An important limitation of our study was that, in each province, the respondents were selected from the capital and one major city. Therefore, the results may not be generalizable to rural areas. Another limitation was that, in a trade-off between representativeness and accuracy, we decided to adopt street-based sampling. Our experience showed that, in Iran, street-based interviews are optimal for prevalence estimation of sensitive characteristics, which may partially be due to its confidentiality. This method suffers from the fact that not all members of the population have an equal chance of being interviewed. Furthermore, due to the stigma around drug-related behaviors and methodological challenges, the estimated sizes should be interpreted with caution. We recommend triangulating our results with other available data to get a more robust size estimate.

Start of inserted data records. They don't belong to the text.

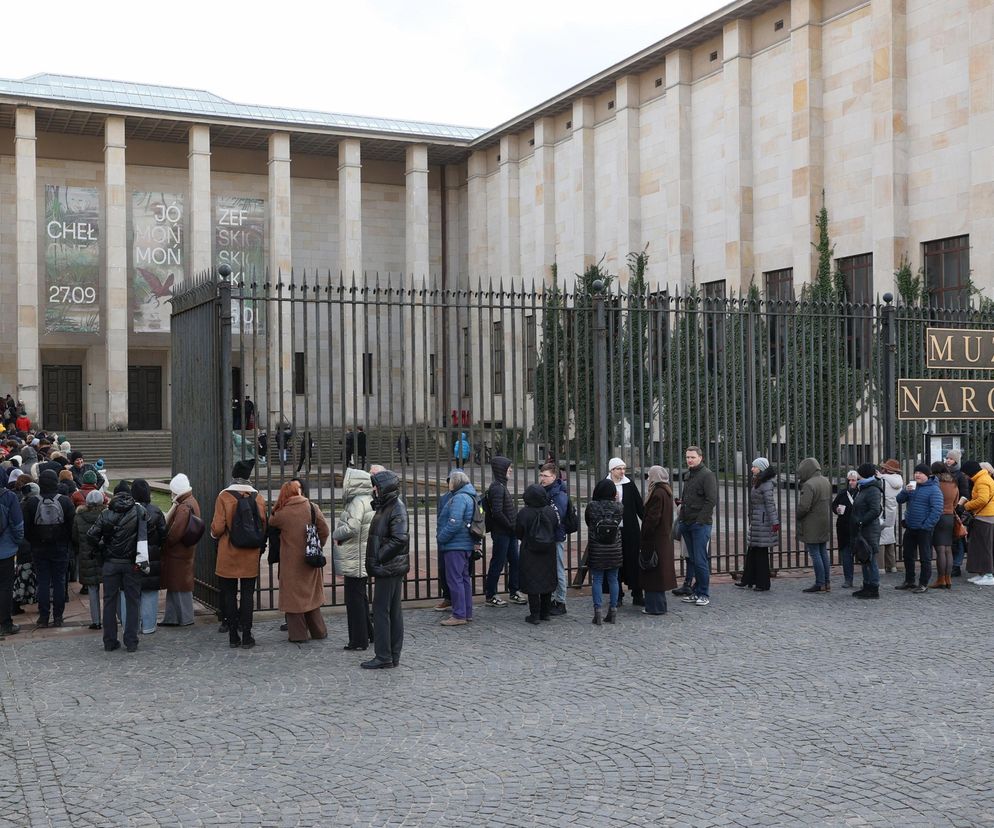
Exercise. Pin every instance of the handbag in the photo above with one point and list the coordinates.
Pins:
(313, 553)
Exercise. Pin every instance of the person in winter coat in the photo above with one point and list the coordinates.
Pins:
(535, 526)
(177, 558)
(301, 585)
(656, 542)
(890, 473)
(351, 535)
(388, 561)
(48, 526)
(980, 541)
(457, 544)
(603, 517)
(88, 554)
(764, 526)
(501, 513)
(864, 526)
(237, 568)
(634, 510)
(11, 535)
(814, 523)
(924, 499)
(116, 532)
(841, 505)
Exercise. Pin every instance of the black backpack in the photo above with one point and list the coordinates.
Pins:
(245, 531)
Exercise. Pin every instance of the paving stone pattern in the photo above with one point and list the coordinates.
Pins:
(763, 709)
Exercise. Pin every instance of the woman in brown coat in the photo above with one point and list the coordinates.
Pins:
(657, 541)
(301, 585)
(177, 560)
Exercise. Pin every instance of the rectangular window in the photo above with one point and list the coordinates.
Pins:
(779, 286)
(947, 272)
(299, 373)
(367, 374)
(497, 348)
(857, 276)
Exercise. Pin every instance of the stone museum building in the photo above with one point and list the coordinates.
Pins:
(715, 146)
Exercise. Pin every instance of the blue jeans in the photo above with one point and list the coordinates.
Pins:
(818, 553)
(503, 551)
(597, 586)
(697, 540)
(560, 593)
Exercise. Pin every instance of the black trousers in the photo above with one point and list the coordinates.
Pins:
(388, 623)
(357, 611)
(237, 614)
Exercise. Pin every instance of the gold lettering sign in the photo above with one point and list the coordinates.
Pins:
(922, 399)
(959, 348)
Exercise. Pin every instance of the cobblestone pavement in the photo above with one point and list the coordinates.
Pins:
(764, 709)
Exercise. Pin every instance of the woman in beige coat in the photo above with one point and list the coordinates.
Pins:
(301, 585)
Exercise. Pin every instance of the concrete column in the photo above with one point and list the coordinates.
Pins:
(28, 319)
(476, 185)
(280, 316)
(981, 127)
(545, 199)
(201, 216)
(626, 109)
(808, 131)
(116, 272)
(737, 82)
(680, 171)
(583, 176)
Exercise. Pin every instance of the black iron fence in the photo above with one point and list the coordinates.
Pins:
(314, 372)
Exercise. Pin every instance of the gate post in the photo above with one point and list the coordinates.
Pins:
(601, 440)
(888, 336)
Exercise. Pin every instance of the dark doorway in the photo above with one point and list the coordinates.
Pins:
(144, 397)
(62, 397)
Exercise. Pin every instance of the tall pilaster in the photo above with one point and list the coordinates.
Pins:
(116, 270)
(544, 163)
(737, 81)
(201, 221)
(28, 321)
(680, 170)
(626, 108)
(808, 134)
(583, 176)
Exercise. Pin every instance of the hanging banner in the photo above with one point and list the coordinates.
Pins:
(156, 258)
(240, 243)
(71, 238)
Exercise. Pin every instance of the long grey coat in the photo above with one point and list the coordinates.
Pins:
(763, 512)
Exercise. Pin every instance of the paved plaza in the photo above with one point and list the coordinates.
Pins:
(763, 709)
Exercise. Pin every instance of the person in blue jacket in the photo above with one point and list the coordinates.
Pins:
(455, 515)
(924, 499)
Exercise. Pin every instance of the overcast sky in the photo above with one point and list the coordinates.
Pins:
(466, 63)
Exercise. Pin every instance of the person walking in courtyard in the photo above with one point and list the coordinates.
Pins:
(980, 541)
(387, 561)
(924, 499)
(535, 526)
(634, 510)
(301, 585)
(814, 524)
(239, 527)
(657, 574)
(697, 504)
(764, 526)
(178, 555)
(351, 536)
(457, 544)
(864, 528)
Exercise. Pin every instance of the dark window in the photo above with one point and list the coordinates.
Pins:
(779, 286)
(299, 373)
(857, 277)
(947, 272)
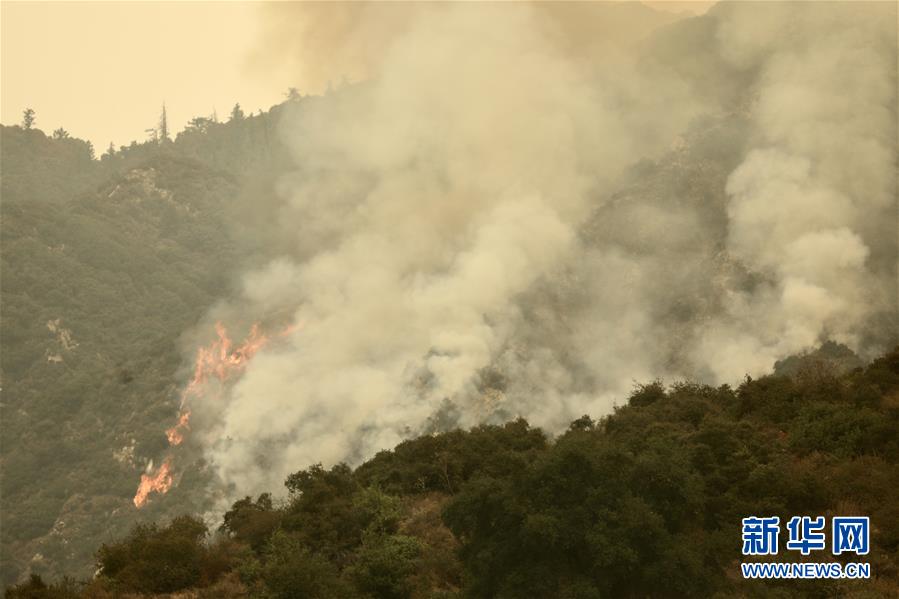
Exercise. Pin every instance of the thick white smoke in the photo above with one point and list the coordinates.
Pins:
(461, 213)
(819, 185)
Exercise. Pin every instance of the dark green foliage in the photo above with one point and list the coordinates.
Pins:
(252, 522)
(156, 560)
(645, 502)
(36, 588)
(293, 572)
(444, 462)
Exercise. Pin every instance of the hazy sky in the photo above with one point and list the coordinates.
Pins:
(103, 69)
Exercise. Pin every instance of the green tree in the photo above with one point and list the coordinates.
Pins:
(28, 119)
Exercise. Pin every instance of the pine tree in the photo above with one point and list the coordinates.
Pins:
(163, 126)
(27, 119)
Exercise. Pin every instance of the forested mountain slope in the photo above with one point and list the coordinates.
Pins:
(645, 502)
(96, 293)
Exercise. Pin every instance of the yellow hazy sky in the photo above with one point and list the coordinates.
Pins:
(102, 70)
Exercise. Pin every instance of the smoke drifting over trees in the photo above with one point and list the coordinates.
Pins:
(504, 217)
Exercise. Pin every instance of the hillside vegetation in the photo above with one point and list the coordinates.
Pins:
(106, 262)
(644, 502)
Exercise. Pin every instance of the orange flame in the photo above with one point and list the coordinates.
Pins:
(220, 360)
(176, 434)
(160, 482)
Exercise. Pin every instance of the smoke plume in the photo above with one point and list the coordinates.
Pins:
(510, 215)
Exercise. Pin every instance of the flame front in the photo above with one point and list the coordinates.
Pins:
(160, 482)
(220, 360)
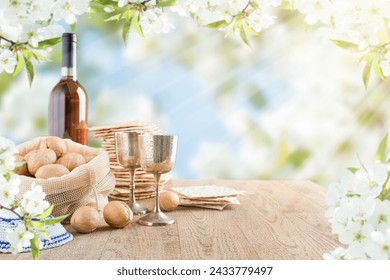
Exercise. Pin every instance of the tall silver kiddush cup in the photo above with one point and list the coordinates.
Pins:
(127, 155)
(157, 156)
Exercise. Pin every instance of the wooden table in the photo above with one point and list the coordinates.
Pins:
(276, 220)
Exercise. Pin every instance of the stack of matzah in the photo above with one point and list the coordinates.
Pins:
(144, 182)
(214, 197)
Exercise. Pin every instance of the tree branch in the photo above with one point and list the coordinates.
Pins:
(7, 40)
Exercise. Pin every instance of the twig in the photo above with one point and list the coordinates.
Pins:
(7, 40)
(11, 210)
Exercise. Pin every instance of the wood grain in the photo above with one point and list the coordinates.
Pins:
(276, 220)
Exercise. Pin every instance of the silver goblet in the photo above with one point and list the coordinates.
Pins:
(157, 156)
(127, 155)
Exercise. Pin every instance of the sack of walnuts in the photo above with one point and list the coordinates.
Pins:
(71, 174)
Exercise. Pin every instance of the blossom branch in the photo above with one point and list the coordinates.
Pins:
(7, 40)
(247, 6)
(11, 210)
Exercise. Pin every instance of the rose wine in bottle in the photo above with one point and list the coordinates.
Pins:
(68, 105)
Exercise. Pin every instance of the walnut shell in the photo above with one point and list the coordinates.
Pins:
(117, 214)
(27, 156)
(89, 157)
(169, 201)
(85, 219)
(22, 168)
(56, 144)
(40, 158)
(51, 170)
(71, 160)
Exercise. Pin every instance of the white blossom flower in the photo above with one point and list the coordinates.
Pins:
(69, 9)
(380, 219)
(19, 238)
(357, 237)
(370, 181)
(379, 249)
(155, 20)
(7, 61)
(315, 10)
(8, 190)
(33, 201)
(258, 21)
(338, 254)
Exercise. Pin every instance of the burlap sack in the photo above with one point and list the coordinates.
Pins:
(88, 184)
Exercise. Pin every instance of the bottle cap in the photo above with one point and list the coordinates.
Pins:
(69, 37)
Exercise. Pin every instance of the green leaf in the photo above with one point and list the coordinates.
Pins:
(347, 45)
(34, 243)
(46, 213)
(166, 3)
(353, 169)
(55, 220)
(367, 73)
(102, 2)
(126, 32)
(298, 157)
(381, 152)
(128, 15)
(29, 69)
(40, 227)
(282, 153)
(48, 43)
(114, 17)
(137, 26)
(19, 65)
(27, 54)
(218, 24)
(243, 35)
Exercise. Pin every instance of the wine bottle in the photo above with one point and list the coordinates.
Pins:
(68, 105)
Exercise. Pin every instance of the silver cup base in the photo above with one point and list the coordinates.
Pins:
(156, 219)
(138, 209)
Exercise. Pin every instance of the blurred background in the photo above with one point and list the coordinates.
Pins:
(289, 107)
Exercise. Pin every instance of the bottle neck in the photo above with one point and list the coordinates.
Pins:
(69, 73)
(69, 60)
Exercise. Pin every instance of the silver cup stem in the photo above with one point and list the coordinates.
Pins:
(157, 177)
(132, 185)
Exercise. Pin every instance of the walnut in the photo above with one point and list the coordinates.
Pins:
(21, 168)
(40, 158)
(27, 156)
(85, 219)
(51, 170)
(71, 160)
(57, 145)
(117, 214)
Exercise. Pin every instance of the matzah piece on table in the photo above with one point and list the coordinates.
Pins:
(211, 191)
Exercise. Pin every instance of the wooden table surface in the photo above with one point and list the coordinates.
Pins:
(275, 220)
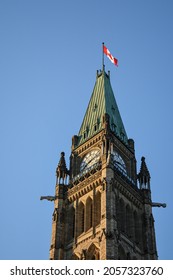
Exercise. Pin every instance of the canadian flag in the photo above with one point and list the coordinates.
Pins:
(110, 56)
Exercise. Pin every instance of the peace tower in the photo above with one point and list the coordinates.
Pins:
(102, 205)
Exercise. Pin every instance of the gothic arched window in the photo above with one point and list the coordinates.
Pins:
(97, 208)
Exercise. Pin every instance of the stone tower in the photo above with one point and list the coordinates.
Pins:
(102, 206)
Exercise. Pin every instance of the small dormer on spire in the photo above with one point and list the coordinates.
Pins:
(61, 170)
(144, 175)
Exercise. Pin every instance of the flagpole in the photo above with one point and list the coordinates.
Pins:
(103, 66)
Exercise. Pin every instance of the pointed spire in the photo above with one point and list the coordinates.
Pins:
(144, 175)
(61, 170)
(102, 102)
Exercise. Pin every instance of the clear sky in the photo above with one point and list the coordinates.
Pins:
(49, 53)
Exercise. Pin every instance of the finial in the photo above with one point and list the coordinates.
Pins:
(103, 66)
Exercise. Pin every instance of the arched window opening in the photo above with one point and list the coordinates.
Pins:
(89, 213)
(81, 213)
(97, 208)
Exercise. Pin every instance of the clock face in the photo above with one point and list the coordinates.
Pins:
(119, 162)
(90, 159)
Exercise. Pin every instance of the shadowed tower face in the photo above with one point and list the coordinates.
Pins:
(102, 207)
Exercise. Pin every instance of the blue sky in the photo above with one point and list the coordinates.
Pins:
(49, 54)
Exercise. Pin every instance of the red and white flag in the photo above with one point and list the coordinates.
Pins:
(110, 56)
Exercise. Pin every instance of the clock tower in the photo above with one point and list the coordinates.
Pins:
(102, 205)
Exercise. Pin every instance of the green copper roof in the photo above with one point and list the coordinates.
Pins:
(102, 101)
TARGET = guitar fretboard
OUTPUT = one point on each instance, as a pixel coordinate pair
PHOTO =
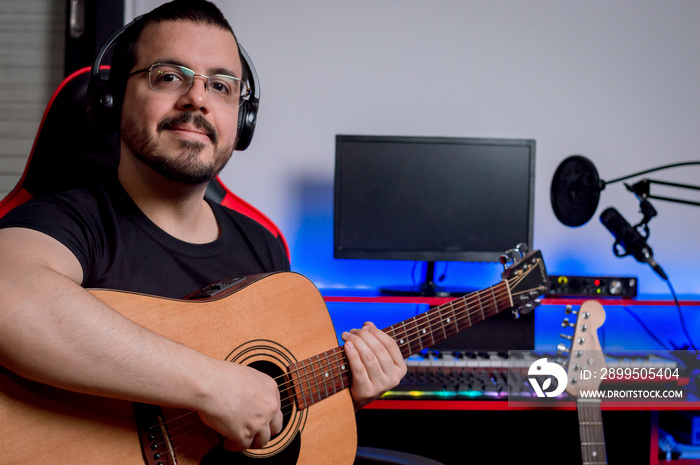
(590, 422)
(323, 375)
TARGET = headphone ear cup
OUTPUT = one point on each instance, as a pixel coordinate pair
(100, 104)
(247, 114)
(248, 110)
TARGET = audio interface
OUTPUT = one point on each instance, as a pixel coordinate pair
(591, 286)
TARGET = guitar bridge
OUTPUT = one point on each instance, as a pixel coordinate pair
(153, 435)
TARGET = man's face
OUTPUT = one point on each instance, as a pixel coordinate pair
(186, 138)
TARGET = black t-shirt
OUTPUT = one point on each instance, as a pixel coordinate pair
(120, 248)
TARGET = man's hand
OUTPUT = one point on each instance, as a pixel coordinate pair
(375, 362)
(245, 408)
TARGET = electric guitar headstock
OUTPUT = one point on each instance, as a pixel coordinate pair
(586, 363)
(584, 351)
(526, 277)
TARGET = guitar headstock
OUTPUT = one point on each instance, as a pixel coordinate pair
(585, 352)
(526, 276)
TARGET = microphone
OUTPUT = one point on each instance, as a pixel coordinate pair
(629, 238)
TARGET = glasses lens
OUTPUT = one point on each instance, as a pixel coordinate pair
(224, 89)
(170, 78)
(174, 79)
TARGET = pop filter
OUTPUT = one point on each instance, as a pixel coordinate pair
(575, 190)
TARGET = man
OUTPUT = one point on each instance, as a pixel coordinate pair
(150, 230)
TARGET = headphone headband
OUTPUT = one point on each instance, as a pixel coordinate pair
(100, 96)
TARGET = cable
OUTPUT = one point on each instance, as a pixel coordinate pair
(674, 165)
(680, 314)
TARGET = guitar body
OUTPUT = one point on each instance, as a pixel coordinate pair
(277, 323)
(269, 321)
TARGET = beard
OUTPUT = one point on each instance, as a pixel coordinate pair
(186, 166)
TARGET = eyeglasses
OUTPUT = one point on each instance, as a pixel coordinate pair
(176, 79)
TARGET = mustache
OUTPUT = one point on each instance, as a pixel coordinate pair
(186, 118)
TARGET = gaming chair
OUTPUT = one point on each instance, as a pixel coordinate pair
(68, 152)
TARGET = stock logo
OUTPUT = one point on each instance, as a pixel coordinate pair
(544, 370)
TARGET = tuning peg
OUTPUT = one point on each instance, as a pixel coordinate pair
(563, 349)
(503, 261)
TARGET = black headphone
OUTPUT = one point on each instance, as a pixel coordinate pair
(103, 114)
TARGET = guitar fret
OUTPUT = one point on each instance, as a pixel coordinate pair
(481, 307)
(428, 333)
(300, 392)
(340, 371)
(310, 391)
(442, 325)
(469, 312)
(323, 373)
(495, 302)
(454, 316)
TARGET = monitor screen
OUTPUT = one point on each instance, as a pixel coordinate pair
(432, 198)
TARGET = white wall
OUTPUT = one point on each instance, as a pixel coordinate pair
(614, 80)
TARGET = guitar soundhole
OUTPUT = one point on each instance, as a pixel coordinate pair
(284, 385)
(289, 453)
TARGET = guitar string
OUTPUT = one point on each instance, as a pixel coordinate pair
(455, 309)
(426, 316)
(419, 327)
(410, 337)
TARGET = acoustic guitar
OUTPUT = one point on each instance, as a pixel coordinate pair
(277, 323)
(585, 353)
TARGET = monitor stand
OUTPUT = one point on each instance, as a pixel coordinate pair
(427, 288)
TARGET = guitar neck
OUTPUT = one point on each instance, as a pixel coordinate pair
(323, 375)
(444, 321)
(590, 423)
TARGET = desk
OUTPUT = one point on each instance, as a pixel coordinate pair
(488, 431)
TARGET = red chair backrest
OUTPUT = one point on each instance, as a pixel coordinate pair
(67, 151)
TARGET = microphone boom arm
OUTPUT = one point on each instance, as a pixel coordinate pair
(642, 189)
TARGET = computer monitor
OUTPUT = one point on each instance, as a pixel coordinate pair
(432, 199)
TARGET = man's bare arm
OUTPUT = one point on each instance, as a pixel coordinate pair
(55, 332)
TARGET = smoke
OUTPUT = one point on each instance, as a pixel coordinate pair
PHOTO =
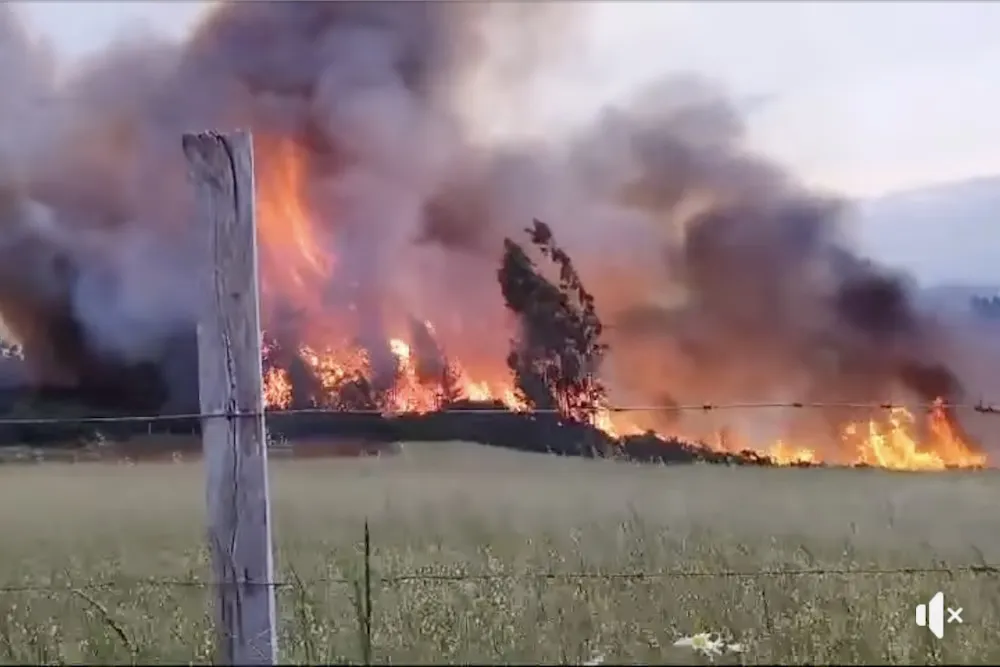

Moreover, our estimations were based on self-report responses of the respondents on behalf of their network size. Although we applied the correction factors to address the invisibility, the results should be interpreted with caution. Lastly, our estimations were based on data obtained in 2016, so these might not provide a current picture of substance use in Iran. However, these estimations can still be helpful and informative for policy planning and resource allocation. These are the most updated/recent data on population size estimation for substance use at the national level.


In this research, we observed an increasing trend in the prevalence of drug use in Iran. Opium was found to be the most frequently used drug in all age and gender groups. Also, drug use was more prevalent among men than among women, which may be due to a higher level of stigma and the current cultural context for the population of women. In terms of age groups, drug use was more prevalent among the young and middle-aged populations aged between 18 and 50 years old, which might be due to the higher economic, social, and emotional pressures experienced by these age groups. Our results suggest that a range of interventions programs should be designed for different age and gender groups.


The authors are grateful to the provincial interviewers assisting in data collection. We also acknowledge the Ministry of Health and Medical Education for funding this study. MS was supported by the Canadian Institute of Health Research (CIHR). MK was supported by the Pierre Elliott Trudeau Foundation Doctoral Scholarship.

Ethical issues

We explained the aim of the study to the participants, and only those who verbally agreed to fill in the questionnaires were recruited. The ethics committee of Kerman University of Medical Sciences has approved the research protocol. The code number and ethical approvals were 910208 and 163/90/KA, respectively.

Competing interests

Authors declare that they have no competing interests.

Authors’ contributions

All authors contributed to the study conception and design. Data collection was performed by AR. Data analysis was performed by AR, MRB, and all authors contributed to interpretation. The first draft of the manuscript was written by AR, AH, and MRB and all authors commented on previous versions of the manuscript. All authors read and approved the final manuscript.


This work was supported by the Ministry of Health and Medical Education, Tehran, Iran. This work has been granted by the Ministry of Health and Medical Education (grant number: 97000071).